Qwen3.6-35B-A3B MoE coding agent for Claude Code / Codex / opencode, 64K context, native tool-calling, honest tool use, safety guardrails intact

Applications

Claude Code ollama launch claude --model rafw007/qwen36-a3b-claude-coder

Codex App ollama launch codex-app --model rafw007/qwen36-a3b-claude-coder

OpenClaw ollama launch openclaw --model rafw007/qwen36-a3b-claude-coder

Hermes Agent ollama launch hermes --model rafw007/qwen36-a3b-claude-coder

Codex ollama launch codex --model rafw007/qwen36-a3b-claude-coder

OpenCode ollama launch opencode --model rafw007/qwen36-a3b-claude-coder

Qwen3.6 Claude Coder — local MoE coding agent

A custom model built on Qwen3.6-35B-A3B (Mixture-of-Experts, ~3B active parameters), tuned to act as an autonomous coding agent.
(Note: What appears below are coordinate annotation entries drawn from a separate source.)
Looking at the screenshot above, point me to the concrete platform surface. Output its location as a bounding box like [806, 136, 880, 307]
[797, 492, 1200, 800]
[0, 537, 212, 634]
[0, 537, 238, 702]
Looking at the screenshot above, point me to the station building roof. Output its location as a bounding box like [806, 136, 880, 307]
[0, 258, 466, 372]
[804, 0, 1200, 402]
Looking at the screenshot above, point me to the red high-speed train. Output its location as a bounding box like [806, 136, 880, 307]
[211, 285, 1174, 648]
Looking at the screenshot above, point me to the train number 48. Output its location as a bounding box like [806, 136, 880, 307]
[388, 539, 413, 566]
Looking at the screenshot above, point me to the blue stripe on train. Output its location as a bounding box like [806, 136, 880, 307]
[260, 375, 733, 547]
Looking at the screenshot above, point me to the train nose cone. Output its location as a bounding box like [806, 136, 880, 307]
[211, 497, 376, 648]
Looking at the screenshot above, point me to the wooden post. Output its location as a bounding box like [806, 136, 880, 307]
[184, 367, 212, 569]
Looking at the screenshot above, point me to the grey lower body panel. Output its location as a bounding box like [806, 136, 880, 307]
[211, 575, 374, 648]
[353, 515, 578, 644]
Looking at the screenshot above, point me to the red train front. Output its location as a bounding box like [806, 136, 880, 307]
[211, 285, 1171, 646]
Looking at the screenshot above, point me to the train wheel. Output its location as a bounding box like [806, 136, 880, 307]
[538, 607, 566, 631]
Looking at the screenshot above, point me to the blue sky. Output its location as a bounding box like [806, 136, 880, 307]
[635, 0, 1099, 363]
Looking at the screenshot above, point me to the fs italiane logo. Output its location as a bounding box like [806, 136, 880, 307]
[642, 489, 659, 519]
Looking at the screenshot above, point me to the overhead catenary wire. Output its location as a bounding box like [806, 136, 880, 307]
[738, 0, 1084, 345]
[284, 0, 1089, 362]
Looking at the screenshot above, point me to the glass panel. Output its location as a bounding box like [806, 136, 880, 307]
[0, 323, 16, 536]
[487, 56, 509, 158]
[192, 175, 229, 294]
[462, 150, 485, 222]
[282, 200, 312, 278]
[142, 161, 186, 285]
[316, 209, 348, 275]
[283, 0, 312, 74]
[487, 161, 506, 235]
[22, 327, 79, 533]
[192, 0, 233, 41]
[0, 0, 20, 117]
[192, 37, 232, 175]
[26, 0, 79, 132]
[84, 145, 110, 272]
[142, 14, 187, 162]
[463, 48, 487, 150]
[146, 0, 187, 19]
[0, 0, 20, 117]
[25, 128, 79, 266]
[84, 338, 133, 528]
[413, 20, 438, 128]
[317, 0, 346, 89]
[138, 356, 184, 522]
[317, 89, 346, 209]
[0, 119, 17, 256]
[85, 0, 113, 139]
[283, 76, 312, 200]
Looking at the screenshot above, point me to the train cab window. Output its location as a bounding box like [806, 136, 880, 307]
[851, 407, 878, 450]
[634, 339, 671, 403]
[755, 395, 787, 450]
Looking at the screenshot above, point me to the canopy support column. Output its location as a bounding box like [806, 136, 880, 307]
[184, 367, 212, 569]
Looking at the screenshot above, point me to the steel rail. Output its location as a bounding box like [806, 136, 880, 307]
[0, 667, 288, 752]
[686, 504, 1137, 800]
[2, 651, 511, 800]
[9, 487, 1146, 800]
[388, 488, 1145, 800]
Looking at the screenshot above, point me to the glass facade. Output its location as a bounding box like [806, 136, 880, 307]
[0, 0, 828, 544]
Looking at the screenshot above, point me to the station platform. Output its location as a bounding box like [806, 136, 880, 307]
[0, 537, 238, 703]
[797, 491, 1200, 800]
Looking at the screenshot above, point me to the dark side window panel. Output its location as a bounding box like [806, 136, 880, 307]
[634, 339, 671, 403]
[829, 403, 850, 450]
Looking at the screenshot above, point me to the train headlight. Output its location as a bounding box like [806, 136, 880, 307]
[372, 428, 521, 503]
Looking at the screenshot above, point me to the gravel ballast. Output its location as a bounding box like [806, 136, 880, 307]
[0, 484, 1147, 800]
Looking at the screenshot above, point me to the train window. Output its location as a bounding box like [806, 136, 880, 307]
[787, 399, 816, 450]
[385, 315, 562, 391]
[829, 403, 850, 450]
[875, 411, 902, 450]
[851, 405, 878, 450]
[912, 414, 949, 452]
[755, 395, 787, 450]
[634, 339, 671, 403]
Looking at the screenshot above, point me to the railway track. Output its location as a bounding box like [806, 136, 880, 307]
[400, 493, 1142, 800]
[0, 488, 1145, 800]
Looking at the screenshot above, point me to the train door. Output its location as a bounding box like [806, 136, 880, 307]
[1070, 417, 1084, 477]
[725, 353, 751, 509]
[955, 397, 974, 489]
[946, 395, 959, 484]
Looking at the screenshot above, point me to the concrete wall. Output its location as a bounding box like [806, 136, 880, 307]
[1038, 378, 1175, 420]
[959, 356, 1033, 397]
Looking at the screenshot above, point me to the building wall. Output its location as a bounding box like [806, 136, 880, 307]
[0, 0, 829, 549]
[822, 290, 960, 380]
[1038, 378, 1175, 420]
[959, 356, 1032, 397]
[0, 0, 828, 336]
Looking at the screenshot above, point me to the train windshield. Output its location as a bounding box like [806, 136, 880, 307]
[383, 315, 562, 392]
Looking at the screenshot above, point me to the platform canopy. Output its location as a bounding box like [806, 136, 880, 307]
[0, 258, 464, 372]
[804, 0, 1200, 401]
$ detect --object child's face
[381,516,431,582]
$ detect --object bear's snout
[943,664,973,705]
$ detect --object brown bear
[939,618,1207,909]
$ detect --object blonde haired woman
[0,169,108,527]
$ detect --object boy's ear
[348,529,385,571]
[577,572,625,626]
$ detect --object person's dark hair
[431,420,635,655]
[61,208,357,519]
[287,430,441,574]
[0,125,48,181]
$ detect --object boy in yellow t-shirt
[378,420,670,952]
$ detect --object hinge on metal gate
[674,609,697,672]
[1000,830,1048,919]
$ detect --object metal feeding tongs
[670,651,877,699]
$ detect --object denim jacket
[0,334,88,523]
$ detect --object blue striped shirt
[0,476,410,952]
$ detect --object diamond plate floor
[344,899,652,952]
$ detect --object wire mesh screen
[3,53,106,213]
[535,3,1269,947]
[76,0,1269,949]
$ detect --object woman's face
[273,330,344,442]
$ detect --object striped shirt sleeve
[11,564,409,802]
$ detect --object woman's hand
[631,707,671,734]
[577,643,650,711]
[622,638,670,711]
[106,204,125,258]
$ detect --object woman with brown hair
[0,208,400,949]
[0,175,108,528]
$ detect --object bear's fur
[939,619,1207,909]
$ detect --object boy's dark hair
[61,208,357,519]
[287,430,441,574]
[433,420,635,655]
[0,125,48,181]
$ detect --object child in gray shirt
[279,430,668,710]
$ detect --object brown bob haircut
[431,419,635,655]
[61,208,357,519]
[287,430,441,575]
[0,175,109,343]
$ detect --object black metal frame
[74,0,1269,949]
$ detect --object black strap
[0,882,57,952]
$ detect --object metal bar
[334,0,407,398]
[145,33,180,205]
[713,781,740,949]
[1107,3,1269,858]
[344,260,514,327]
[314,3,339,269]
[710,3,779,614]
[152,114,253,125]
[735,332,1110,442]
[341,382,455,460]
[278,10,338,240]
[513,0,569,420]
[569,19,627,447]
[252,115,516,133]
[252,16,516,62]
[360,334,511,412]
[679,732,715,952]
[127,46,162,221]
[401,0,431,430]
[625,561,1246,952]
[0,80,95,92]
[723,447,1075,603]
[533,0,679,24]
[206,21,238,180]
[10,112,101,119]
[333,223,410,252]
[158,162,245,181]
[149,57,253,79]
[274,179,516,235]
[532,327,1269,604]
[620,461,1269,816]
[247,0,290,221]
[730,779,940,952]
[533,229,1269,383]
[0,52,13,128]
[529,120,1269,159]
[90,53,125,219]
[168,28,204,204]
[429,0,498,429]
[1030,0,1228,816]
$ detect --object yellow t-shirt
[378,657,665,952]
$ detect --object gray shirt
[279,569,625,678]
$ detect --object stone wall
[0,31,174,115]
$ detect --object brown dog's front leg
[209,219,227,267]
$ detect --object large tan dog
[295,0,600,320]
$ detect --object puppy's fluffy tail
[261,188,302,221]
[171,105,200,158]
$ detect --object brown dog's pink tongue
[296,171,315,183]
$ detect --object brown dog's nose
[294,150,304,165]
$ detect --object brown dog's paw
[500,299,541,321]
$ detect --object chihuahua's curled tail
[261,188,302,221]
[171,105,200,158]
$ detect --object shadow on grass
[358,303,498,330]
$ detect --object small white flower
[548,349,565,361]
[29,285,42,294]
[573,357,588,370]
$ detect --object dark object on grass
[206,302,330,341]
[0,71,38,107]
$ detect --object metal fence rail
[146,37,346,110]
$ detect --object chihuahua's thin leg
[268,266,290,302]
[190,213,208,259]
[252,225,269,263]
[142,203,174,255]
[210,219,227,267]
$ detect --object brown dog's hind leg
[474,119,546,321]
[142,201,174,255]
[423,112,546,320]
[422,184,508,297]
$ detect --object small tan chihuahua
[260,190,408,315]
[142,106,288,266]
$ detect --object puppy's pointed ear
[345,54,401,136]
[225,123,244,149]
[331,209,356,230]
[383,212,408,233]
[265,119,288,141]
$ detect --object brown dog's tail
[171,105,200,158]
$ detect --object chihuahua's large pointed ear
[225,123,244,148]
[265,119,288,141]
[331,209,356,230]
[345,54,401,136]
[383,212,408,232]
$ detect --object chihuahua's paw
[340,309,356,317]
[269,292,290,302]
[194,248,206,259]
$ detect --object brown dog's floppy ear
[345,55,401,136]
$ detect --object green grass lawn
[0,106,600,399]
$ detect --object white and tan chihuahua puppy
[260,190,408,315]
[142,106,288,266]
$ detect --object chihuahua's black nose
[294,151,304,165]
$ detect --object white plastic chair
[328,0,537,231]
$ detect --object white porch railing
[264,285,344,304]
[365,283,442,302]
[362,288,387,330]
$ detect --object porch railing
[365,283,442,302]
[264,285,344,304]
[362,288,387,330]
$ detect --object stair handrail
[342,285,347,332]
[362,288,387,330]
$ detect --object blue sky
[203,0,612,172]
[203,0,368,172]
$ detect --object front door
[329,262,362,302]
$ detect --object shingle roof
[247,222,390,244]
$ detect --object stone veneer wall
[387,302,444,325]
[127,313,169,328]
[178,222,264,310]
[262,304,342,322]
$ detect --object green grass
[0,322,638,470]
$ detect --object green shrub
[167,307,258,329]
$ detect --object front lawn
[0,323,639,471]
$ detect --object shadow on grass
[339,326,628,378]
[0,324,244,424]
It speaks the Anthropic-compatible API, so it drives Claude Code, Codex and opencode fully locally — your code never leaves your machine and cloud token cost drops to zero.

Safety guardrails are intact. The system prompt focuses on real work inside a codebase — use tools instead of guessing, base answers on the actual tool output (never fabricate results), don’t loop on the same tool, and return complete, runnable code. No-think mode is wired into the system prompt for fast, direct answers.

Models in the family

Model	Base	Context	Purpose
qwen36-a3b-claude-coder	Qwen3.6-35B-A3B (MoE, ~3B active)	64K	Honest agentic coding agent — real tool-calling, no result hallucination, guardrails intact.

What it’s for

Driving Claude Code / Codex / opencode locally (ollama launch claude --model rafw007/qwen36-a3b-claude-coder).
Agentic code writing and editing with native function calling / tool use.
Full privacy and offline operation — no code sent to the cloud.

Tested harnesses

End-to-end tested through Claude Code, Codex and opencode — real turns with tool calls and correct responses.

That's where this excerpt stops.